These kits are MUCH cheaper online. If you have a Petsmart (not Petco) around, they will match their online price if you print out the page. Typically 50% off or so.


----------



## milalic (Aug 26, 2005)

Shrimp&Snails said:


> I doubt everyone's tanks are the same in an entire city. There are factors that affect indivual tanks and their readings.
> 
> I would buy some testers and test your own tank water.....you will need the testers anyway and it's better to be safe than sorry.
> Bee shrimp are more sensitive than cherry shrimp....I have several but I wouldn't keep bees in with them because they would hate the PH.....plus Bee shrimp are more expensive to replace.
> ...


I am not saying not to buy test kits or that your current tank water is the same at what the city is telling you. What I am saying is that calling your water department and telling them your address, they will be able to give you a better report of what your water parameters are out of the tap water. That way you have a better idea of what your tap water has.

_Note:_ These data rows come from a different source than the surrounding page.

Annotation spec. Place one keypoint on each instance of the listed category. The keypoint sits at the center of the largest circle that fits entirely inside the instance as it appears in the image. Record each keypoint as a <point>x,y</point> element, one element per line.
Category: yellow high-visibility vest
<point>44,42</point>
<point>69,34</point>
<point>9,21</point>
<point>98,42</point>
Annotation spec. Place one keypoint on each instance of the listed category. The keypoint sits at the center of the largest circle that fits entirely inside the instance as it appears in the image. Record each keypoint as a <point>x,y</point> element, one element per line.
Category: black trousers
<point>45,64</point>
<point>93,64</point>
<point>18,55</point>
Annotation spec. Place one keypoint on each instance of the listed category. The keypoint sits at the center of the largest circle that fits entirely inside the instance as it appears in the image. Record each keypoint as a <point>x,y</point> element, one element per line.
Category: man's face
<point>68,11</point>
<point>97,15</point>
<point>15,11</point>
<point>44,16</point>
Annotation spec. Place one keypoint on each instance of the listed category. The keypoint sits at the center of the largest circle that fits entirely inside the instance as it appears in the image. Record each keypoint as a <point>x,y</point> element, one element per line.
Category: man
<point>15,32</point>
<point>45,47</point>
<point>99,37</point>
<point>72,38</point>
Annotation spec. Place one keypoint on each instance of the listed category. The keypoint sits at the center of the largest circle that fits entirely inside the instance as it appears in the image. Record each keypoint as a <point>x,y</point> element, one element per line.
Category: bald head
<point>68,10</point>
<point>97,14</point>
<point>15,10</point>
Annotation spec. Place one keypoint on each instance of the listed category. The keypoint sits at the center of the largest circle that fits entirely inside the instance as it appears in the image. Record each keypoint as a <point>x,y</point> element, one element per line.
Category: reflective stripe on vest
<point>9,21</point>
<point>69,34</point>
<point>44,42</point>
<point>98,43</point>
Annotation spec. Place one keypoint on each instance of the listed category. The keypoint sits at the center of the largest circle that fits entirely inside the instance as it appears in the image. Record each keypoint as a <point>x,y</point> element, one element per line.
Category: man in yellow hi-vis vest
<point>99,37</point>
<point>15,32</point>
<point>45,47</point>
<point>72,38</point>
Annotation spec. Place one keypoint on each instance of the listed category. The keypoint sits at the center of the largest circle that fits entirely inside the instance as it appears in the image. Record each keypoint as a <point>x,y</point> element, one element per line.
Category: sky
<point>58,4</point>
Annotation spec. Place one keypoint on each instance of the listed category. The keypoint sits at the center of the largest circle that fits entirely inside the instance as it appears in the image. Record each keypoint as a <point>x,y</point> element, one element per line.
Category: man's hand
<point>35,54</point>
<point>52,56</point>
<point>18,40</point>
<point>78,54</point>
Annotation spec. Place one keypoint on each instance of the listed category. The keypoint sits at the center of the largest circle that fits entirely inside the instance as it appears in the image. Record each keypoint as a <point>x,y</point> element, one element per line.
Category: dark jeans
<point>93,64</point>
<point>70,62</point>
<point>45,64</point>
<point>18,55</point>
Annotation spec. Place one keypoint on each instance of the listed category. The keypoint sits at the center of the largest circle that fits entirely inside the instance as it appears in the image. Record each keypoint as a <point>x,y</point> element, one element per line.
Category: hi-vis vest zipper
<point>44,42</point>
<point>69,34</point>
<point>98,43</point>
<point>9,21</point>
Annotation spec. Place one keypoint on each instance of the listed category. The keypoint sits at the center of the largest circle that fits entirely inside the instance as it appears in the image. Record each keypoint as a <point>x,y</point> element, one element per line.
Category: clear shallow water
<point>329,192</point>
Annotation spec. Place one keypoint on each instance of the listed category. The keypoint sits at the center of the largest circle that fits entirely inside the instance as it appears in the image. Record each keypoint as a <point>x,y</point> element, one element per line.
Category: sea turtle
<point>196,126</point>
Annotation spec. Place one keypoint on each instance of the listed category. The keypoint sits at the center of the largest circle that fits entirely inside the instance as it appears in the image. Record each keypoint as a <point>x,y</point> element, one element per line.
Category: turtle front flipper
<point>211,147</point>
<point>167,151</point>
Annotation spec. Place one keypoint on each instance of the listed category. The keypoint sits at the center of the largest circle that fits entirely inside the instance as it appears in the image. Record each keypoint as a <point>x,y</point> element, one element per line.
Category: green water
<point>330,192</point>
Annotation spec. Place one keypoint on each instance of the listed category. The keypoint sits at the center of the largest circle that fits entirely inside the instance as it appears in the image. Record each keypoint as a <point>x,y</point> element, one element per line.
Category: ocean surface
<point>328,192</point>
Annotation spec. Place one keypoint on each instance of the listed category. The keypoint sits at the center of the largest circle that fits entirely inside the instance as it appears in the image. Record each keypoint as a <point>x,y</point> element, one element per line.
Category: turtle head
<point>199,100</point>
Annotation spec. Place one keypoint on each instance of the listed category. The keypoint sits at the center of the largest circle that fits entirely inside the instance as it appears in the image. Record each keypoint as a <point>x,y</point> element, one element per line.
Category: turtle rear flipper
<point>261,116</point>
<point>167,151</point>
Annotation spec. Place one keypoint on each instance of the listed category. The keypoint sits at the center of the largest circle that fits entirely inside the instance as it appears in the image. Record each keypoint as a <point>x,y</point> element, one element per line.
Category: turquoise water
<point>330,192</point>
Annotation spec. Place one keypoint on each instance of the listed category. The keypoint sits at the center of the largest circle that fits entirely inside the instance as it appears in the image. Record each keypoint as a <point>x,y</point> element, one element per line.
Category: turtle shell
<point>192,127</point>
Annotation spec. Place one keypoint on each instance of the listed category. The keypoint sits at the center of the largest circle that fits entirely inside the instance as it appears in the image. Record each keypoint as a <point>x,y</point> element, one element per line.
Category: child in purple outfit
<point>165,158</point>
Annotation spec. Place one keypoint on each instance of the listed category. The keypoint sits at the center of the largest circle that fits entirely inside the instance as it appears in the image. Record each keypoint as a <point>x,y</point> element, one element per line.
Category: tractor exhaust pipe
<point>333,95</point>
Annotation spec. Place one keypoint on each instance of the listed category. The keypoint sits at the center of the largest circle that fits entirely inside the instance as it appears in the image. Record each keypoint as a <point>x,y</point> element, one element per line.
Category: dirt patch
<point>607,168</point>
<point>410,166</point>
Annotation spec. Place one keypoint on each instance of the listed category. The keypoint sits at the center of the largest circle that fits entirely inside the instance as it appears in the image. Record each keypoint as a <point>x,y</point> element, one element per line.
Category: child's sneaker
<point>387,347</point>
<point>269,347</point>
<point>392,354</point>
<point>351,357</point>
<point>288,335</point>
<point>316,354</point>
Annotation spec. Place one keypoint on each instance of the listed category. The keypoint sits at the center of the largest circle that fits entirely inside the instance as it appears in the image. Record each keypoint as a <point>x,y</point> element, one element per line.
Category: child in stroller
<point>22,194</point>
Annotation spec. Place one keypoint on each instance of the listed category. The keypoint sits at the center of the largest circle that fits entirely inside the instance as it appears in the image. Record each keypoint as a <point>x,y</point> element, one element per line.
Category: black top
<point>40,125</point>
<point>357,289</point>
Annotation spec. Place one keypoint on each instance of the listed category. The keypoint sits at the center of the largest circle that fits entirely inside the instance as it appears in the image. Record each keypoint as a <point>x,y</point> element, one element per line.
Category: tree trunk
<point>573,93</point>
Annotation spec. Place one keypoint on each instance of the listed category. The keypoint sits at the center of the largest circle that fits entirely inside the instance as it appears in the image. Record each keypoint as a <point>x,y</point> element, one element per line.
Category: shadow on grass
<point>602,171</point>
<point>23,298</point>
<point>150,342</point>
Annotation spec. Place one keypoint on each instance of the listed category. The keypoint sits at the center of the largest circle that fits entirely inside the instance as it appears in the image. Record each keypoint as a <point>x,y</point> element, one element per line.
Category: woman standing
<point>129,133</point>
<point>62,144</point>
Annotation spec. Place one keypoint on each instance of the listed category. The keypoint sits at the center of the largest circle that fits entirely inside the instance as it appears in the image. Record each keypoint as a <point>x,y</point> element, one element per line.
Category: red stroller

Do not buy the 5 in 1 test strips. Get a freshwater master kit.

CHeers,
Pedro


----------



## PlantsAndMe (Apr 3, 2005)

I was in a big hurry today and I just grabbed the 5-in-1 test kit. Don't worry, I plan to return it since I haven't even open the box yet. I check Petsmart price online for the freshwater master set and it was $13 bucks but the store's price was $26. So...I've been begging my brother the entire day to drive me to Petsmart and be back home in 15 minutes (parents prohibit my brother to drive me to any fish store). Sigh...I want to try out that price match for some substrate and the test kit of course.


----------



## erijnal (Apr 5, 2006)

petsmart will price match their own online prices so don't worry about it


----------



## PlantsAndMe (Apr 3, 2005)

Do they price match other sites such as BigAls? I want to buy some substrate and instead of paying $24 bucks I prefer the $13 from BigAls.


----------



## erijnal (Apr 5, 2006)

in my experience if your cashier is a low-level worker, the person won't care and will match the price for you. if, however, you happen to get in line where a manager is working the register, he/she will likely know the store policy for price matching and will not allow you to price match from other online stores


----------